Monday, September 17, 2007

Life And Fate and Anti-Semitism

Having written extensively for my other blog Screw Loose Change, I have done a lot of research on people (conspiracy theorists specifically) who would generally be considered as anti-Semites. We get a lot of people responding that we shouldn't be attacking people for that, or that we are just launching ad hominem attacks, and that Jews should not receive some type of special status because of their religion.

While I agree that, for the most part, it is not intrinsically morally superior to be, say, anti-Muslim than anti-Jewish, I also believe that there is something unique about anti-Semitism. We do not live in a bubble, there is a very specific historical context to anti-Semitism, that is not present in, for example, making fun of Hindus working in convenience stores.

I am in the middle of reading the novel Life and Fate (Zhizn' i sud'ba) by Vasily Grossman, and when I say in the middle, at nearly 900 pages, I really am. Life and Fate, which was written in the 1960s, but only recently published is about the war on the Eastern Front in general, and the battle for Stalingrad in particular. But it is also about the Holocaust and the fate of the Jewish people. Grossman, who was one of the first journalists to report about the Nazi concentration camps, knows about what he talks. In this section, from page 484, he describes the nature of anti-Semitism far better than I ever could.

Anti-Semitism can take many forms - from a mocking, contemptuous ill-will to murderous pogroms.

Anti-Semitism can be met with in the market and in the Presidium of the Academy of Sciences, in the soul of an old man and in the games children play in the yard.
Anti-Semitism has been as strong in the age of atomic reactors and computers as in the age of oil-lamps, sailing boats and spinning-wheels.

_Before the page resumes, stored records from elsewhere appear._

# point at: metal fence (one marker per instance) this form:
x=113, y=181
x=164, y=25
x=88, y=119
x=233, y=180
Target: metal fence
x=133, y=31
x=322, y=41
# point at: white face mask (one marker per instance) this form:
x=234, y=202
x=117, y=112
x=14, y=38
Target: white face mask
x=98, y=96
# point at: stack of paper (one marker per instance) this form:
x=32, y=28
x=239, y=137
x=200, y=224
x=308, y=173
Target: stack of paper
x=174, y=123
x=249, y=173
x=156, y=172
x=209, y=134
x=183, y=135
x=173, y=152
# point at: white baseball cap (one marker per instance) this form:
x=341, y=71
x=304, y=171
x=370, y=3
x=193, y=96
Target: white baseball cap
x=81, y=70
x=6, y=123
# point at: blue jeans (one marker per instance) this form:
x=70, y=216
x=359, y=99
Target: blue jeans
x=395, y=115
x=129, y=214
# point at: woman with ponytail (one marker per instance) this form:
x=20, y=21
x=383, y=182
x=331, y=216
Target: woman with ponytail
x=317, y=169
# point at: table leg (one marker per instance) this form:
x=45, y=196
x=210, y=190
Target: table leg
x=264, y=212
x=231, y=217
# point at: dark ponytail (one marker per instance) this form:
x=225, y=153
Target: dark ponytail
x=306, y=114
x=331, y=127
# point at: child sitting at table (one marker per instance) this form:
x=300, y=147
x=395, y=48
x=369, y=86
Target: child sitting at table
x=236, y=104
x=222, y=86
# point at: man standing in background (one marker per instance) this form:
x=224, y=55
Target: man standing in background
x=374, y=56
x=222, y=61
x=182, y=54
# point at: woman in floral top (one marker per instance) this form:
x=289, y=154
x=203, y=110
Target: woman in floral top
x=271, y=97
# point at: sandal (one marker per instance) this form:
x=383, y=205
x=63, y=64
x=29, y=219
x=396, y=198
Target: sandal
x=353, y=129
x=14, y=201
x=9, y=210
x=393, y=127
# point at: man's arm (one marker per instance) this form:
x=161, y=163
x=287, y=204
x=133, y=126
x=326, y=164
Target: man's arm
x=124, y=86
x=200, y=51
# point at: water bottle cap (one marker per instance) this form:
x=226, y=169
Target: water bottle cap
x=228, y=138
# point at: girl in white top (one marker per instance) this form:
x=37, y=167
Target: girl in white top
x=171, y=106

Anti-Semitism is always a means rather than and end; it is a measure of the contradictions yet to be resolved. It is a mirror for the failings of individuals, social structures, and State systems. Tell me what you accuse the Jews of - I'll tell you what you're guilty of.

Even Oleinichuk, the peasant fighter for freedom who was imprisoned in Schlusselburg, somehow expressed his hatred for serfdom as a hatred for Poles and Yids. Even a genius like Dostoyevsky saw a Jewish userer where he should have seen the pitiless eyes of a Russian serf-owner, industrialist or contractor. And in accusing the Jews of racism, a desire for world domination and a cosmopolitan indifference towards the German fatherland, National Socialism was merely describing its own features.

Anti-Semitism is also an expression of a lack of talent, an inability to win a contest on equal terms - in science or in commerce, in craftsmanship or painting. States look to the imaginary intrigue of world Jewry for explanations of their own failure.

At the same time anti-Semitism is an expression of the lack of consciousness of the masses, of their inability to understand the true reasons for their sufferings. Ignorant people blame the Jews for their troubles when they should blame the social structure or the State itself. Anti-Semitism is also, of course, a measure of the religious prejudices smouldering in the lower levels of society.